The most up to date statement of UK Government policy, within the Brexit White Paper commits Ministers to seeking a as seamless and frictionless a border as possible between Northern Ireland and Ireland.
Brexit Secretary, David Davis, has previously suggested that one model that could be followed is that of the border between Norway and Sweden which have in place CCT cameras with automatic number-plate recognition technology in them.
The European Parliament’s Chief Brexit negotiator, Guy Verhofstadt, however has poured cold water over such an idea, noting that there would need also to be customs checks and restrictions on the free movement of people. Ahern agreed, noting that he remained unconvinced that technology on its own could do the job.
The Observer also released details of a memo from the European’s parliament’s legal affairs committee scotching the idea advanced by Number 10 that the 1923 Common Travel Area deal between the UK and Ireland can form the basis of a deal on the border.
The memo notes:
“The [Good Friday] agreement makes it abundantly clear that the fact that both parts of Ireland and the UK are within the EU is a basis for the agreement. Moreover, the fact that Brexit could result in the reintroduction of border controls and controls on the free movement of persons between Ireland and Northern Ireland means this is a question for the EU, and not only Ireland the UK.”
Sure enough, under a section on UK/Irish Government relations, the agreement commits them to developing ‘still further the unique relationship between their peoples and the close co-operation between their countries as friendly neighbours and as partners in the European Union.’

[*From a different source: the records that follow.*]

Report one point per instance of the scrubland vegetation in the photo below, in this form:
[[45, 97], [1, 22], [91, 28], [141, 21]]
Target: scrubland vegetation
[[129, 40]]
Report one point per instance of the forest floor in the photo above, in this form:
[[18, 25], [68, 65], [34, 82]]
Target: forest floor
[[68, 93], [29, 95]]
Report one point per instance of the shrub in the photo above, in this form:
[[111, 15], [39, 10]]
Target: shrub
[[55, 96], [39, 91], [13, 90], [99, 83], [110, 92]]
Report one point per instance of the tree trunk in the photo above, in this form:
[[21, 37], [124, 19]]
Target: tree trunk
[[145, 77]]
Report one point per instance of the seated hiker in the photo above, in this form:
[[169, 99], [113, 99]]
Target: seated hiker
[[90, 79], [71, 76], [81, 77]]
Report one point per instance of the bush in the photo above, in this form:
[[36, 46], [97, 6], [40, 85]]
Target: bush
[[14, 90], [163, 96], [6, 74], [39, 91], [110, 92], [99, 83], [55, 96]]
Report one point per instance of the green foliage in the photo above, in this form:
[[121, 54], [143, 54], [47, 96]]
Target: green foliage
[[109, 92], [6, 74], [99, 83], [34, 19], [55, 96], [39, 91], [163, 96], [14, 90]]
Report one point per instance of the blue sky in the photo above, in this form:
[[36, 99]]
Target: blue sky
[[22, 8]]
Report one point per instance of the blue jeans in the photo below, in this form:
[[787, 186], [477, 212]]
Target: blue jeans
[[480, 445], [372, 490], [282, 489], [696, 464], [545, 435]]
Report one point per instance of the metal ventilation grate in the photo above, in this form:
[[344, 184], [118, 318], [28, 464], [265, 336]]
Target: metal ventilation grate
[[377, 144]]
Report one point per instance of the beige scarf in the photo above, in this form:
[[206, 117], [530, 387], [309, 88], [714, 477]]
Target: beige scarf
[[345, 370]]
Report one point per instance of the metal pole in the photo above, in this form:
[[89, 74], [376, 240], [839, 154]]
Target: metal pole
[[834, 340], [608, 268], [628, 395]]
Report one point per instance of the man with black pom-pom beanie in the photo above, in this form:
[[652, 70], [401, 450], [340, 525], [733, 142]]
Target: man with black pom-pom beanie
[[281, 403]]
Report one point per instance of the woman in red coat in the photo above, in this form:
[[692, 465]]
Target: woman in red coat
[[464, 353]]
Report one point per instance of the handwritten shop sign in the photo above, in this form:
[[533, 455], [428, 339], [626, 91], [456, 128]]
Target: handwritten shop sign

Raising his concerns about the prospect of a physical border might mean, Ahern continued:
“It psychologically feeds badly into the nationalist communities. People have said that this could have the same impact on the nationalist community as the seismic shock of the 1985 Anglo-Irish agreement on unionists, and I agree with that.
“For the nationalist community in Northern Ireland, the Good Friday agreement was about removing barriers, integrating across the island, working democratically in the absence of violence and intimidation – and if you take that away, as the Brexit vote does, that has a destabilising effect.
“With so many other issues, there is a real concern … the only way [of] doing this will be a hard border. When people talk about hard borders, they’re talking about the borders of the past – but now any kind of border with checkpoints and security constitutes a hard border.”